To a Connected Life

You might not be able to afford a weekend at Miraval, but a book by their staff is a cheaper alternative

According to Tejpal (one name only), a healing practitioner at Tucson's Miraval Resort and Spa, every human being comes into the world endowed with a unique purpose. Sadly, she laments, only a small percentage of us are actually in touch with our calling. And that, she says, can lead to a lot of dissatisfaction.

"Until we find and connect with our deeper mission," she declares, "our lives might work on some levels, but we won't be completely fulfilled."

Tejpal speaks from experience. As a child, she felt a strong spiritual pull. But influenced by her family's emphasis on materialistic attainment, she ended up getting an MBA and going to work in the corporate world.

Prospering on the outside, she quickly became the head of the consulting team of a major corporation. Inside, however, it was another story. By the time she reached her mid-30s, she felt as if she were mired in quicksand.

Impelled by a deep desire to find herself, Tejpal quit her job, started an executive coaching business, spent three years caddying on the LPGA tour and, at 41, began taking classes at a school for the healing arts. It was there that she discovered her gift of spiritual healing. Now a much happier person, she devotes herself to helping people find their own distinctive gifts.

Tejpal's inspiring story is featured in Mindful Living, Miraval's recently released guide to cultivating a healthy, meaningful life. A wise and generously compassionate book, gleaned from the experiences of numerous Miraval associates, it details a holistic approach to wellness that focuses on the importance of living authentically.

From Miraval's point of view, genuine wellness entails more than simply being free from disease. It's actually a peak state in which we feel totally alive. According to Jim Nicolai, director of Miraval's integrative wellness program, achieving that heightened level of well-being is less about warding off illness than it is about doing the kind of things that invigorate us.
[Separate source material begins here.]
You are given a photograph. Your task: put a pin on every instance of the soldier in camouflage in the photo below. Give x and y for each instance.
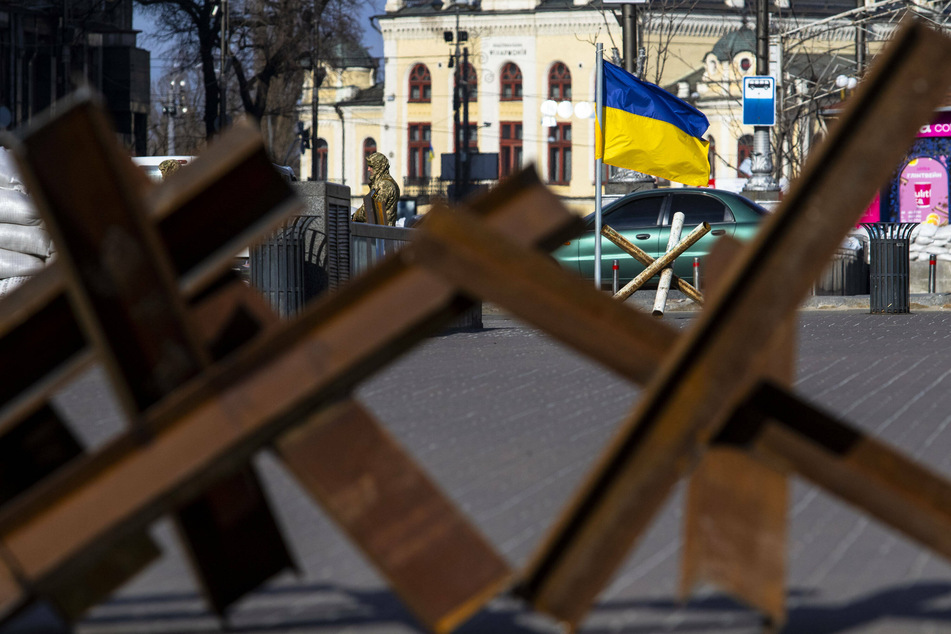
(168, 167)
(383, 188)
"If you turn your attention," he says, "to realizing what foods, activities and situations make you feel great, you can make a conscious decision to bring more of them into your life. In the long run, it's more effective to nurture what's good than to try and defeat what's bad."
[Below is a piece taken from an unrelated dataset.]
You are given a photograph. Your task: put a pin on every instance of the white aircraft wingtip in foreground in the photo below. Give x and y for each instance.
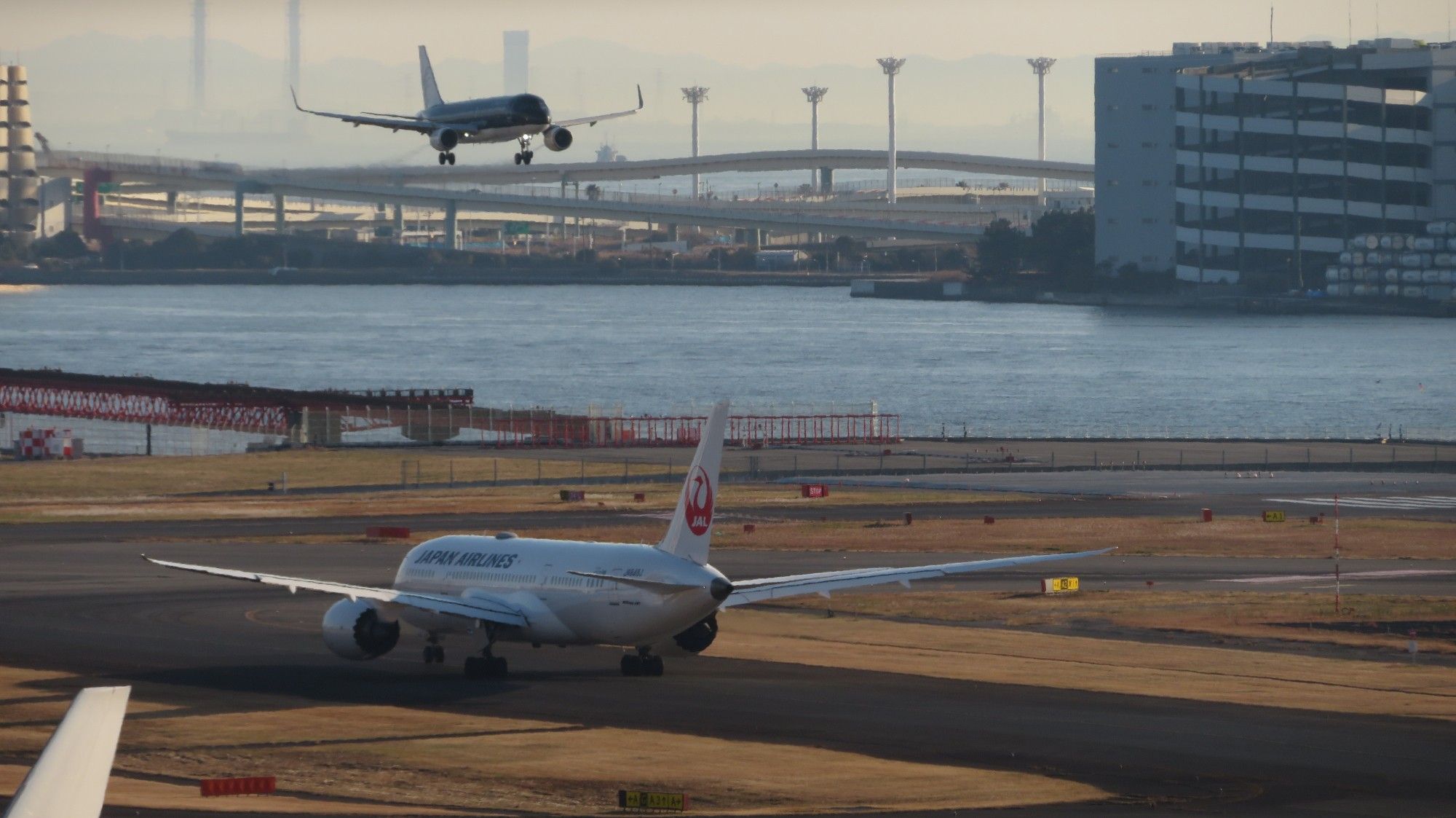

To this end, the book contains chapters on exercise, meditation and nutrition along with numerous heart-healthy recipes and revitalizing skin care procedures. These sections alone make the book a worthwhile read, but its main strength lies in the myriad insights it offers into the challenging but transformative process of self-realization.

Equine therapist Wyatt Webb tells us that one of the major blocks to self-discovery is the faulty belief systems we often have about ourselves. Living in a culture, he says, that values "what you do over who you are" prompts many people to conclude that who they are is "not worth much." Webb speaks passionately about the need to recognize our intrinsic value.

"As a culture," he declares, "we're trained to ignore the most important relationship we'll ever have, the one we have with ourselves. ... (This) keeps us from accessing our inner wisdom and learning anything about ourselves. ... If we hide our true feelings and invent a different version of ourselves, one who we think others will approve of, we are in fact committing spiritual suicide. Our original self is the best we have to offer to our world."

Anne Parker, a longtime wellness counselor, contends that many of us, usually starting in adolescence, get dragged away from our core selves by the roles and expectations we take on and by our desire to fit in. Fortunately, she says, our "true center never goes away," and we can begin reconnecting with it by simply being mindful of what brings us joy.

"We often don't take time," she tells us, "to notice the little things we really enjoy or that feel most congruent with our values and sense of self. It's those small moments of awareness that lead to those 'Aha' insights that tell us who we really are."

Tejpal believes that intuition, the "language of the soul," can open the door to our life's authentic purpose. However, she says, because what intuition points us towards often doesn't compute with our rational minds, we tend to get stuck on how we're going to get there.

"Guidance from our heart and emotional centers," Tejpal tells us, "comes to us like a different language, one we don't completely understand yet. I say follow it anyway, and don't worry about having every step of the journey planned out. Be brave. Start where you are. Just because you don't know how you're going to do something, it doesn't mean it's not a good idea."